Mar 16, 2011 Issues: Financial Services

Treasury Secretary Timothy Geithner on Tuesday backed efforts by U.S. lawmakers to create a new market for financing mortgages that would help wean the $10.6 trillion U.S. mortgage market from government support.

Geithner said he backed efforts to create a market for covered bonds, which are securities issued by banks and backed by pools of loans. The loans underlying covered bonds remain on the issuer's balance sheet.

That is different from the current U.S. mortgage system, where lenders sell many of the loans they make to Fannie Mae and Freddie Mac, which then repackage them as securities for investors.

"We would support legislation that would help create better conditions for a covered bond market," Geithner told the Senate Banking Committee in response to a question from Senator Charles Schumer.

Republican Representative Scott Garrett, a strong proponent of covered bonds, last week called advocates to testify to a House panel heads to push the idea. He thinks a covered bond market could lessen the role of Fannie Mae and Freddie Mac.

Schumer, a Democrat, said he was considering introducing a Senate version of Garrett's bill.

The government seized Fannie Mae and Freddie Mac in 2008 as losses on the loans they held spiraled. The government, through Fannie Mae, Freddie Mac and the Federal Housing Administration, now backs almost nine in 10 new mortgages.

In Europe, covered bonds have long been in use. But they have failed to catch on in the United States.

In a covered bond system, banks can borrow against the value of the underlying mortgages to obtain fresh capital to extend further loans.

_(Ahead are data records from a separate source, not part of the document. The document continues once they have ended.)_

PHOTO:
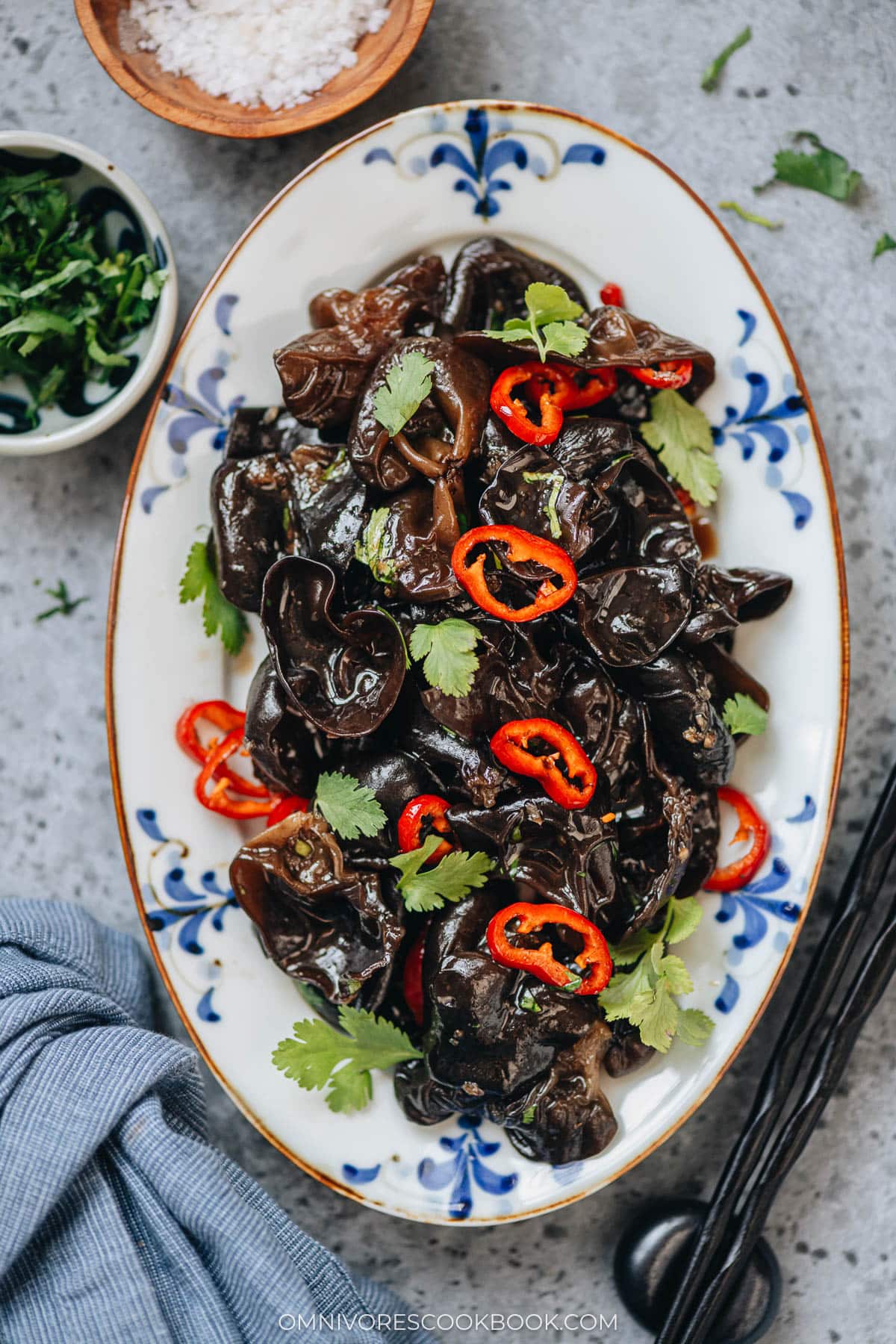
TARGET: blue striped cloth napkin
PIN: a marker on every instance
(119, 1222)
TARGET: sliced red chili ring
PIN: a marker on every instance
(669, 373)
(413, 977)
(738, 874)
(287, 806)
(566, 774)
(225, 717)
(544, 379)
(594, 960)
(411, 824)
(220, 800)
(520, 547)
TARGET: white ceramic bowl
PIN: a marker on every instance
(84, 169)
(605, 210)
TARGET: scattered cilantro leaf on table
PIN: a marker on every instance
(742, 714)
(65, 603)
(551, 323)
(682, 437)
(408, 383)
(447, 650)
(199, 579)
(452, 878)
(349, 806)
(374, 546)
(648, 995)
(750, 217)
(824, 171)
(320, 1057)
(709, 78)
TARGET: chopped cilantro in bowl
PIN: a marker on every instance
(87, 293)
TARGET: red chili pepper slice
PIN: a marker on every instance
(669, 373)
(595, 386)
(220, 800)
(544, 381)
(226, 718)
(594, 960)
(566, 774)
(738, 874)
(520, 546)
(425, 806)
(287, 806)
(413, 977)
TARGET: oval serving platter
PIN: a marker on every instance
(602, 208)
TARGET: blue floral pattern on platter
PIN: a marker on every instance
(756, 903)
(489, 151)
(778, 423)
(464, 1169)
(203, 411)
(184, 913)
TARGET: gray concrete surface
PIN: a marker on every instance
(827, 65)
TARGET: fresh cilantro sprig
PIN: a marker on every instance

The bond investors have the right to those underlying assets in the case of a bank default.

The Federal Deposit Insurance Corporation has warned a covered bond system could put its bank deposit insurance fund at increased risk for losses because the investors would have seniority over the agency in the event of default.

Geithner said the FDIC concerns are legitimate and would have to be worked out.

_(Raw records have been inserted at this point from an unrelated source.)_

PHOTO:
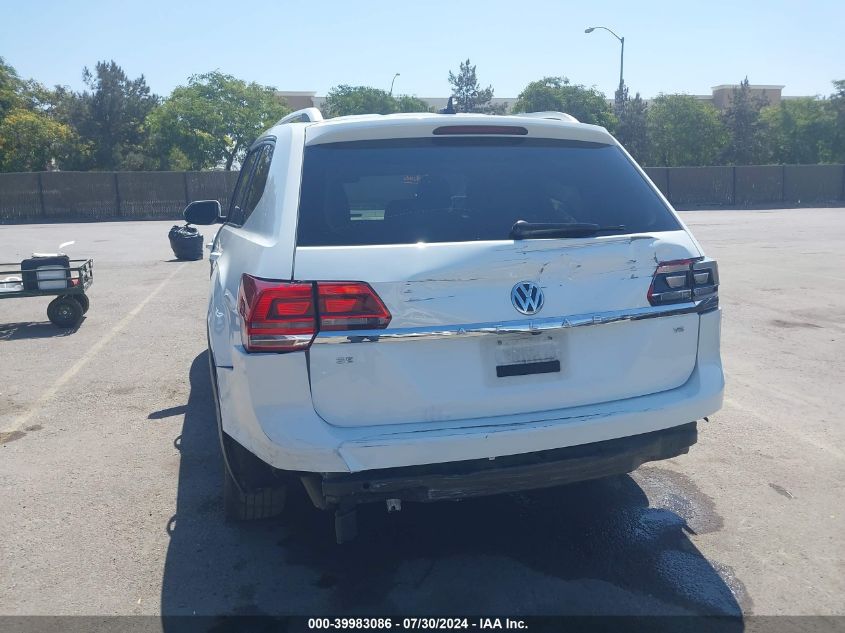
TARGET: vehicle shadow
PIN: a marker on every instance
(33, 329)
(592, 548)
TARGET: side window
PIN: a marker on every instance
(258, 181)
(235, 215)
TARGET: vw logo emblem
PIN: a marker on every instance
(527, 297)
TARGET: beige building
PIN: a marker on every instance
(720, 97)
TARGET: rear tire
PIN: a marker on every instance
(251, 489)
(83, 301)
(64, 312)
(253, 504)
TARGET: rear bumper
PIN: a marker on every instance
(513, 473)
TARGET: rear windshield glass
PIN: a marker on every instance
(459, 190)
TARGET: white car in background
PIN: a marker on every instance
(418, 307)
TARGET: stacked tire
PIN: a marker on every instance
(186, 242)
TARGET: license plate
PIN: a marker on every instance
(524, 350)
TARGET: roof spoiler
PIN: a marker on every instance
(556, 116)
(307, 115)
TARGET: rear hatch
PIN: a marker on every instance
(427, 222)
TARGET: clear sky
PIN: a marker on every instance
(669, 46)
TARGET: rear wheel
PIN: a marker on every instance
(251, 489)
(64, 312)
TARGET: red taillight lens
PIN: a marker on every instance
(459, 130)
(276, 316)
(350, 306)
(685, 280)
(280, 316)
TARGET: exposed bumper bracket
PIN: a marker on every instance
(504, 474)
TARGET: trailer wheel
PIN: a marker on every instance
(64, 312)
(83, 300)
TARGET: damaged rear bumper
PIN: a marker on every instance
(480, 477)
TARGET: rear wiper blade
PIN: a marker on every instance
(522, 229)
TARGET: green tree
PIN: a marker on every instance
(30, 141)
(344, 100)
(800, 131)
(467, 93)
(111, 117)
(742, 122)
(557, 94)
(212, 121)
(683, 130)
(632, 126)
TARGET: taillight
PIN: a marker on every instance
(281, 316)
(685, 280)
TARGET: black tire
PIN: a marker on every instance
(251, 489)
(64, 312)
(83, 300)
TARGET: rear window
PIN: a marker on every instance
(458, 190)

"For this to work, you would be putting the taxpayer in some sense behind private investors, and that has its own consequences, but that is something we can work through and I think it can play a greater role in our system," Geithner said.

The White House and Congress are in the midst of a major policy debate on how to overhaul the finance system for buying U.S. homes, which collapsed in 2008.

The Obama administration last month announced several steps to make those government-backed mortgages more expensive in a bid to lure private capital back to the mortgage market.

It also announced plans to phase-out Fannie Mae and Freddie Mac over time and presented Congress with three options for replacing them long-term.

Geithner cautioned Congress not to act too quickly because the battered housing market is still fragile, but said he would like to see changes in place within two years.

"Haste would be counterproductive -- possibly destabilizing the housing finance market or even disrupting the broader recovery," Geithner said.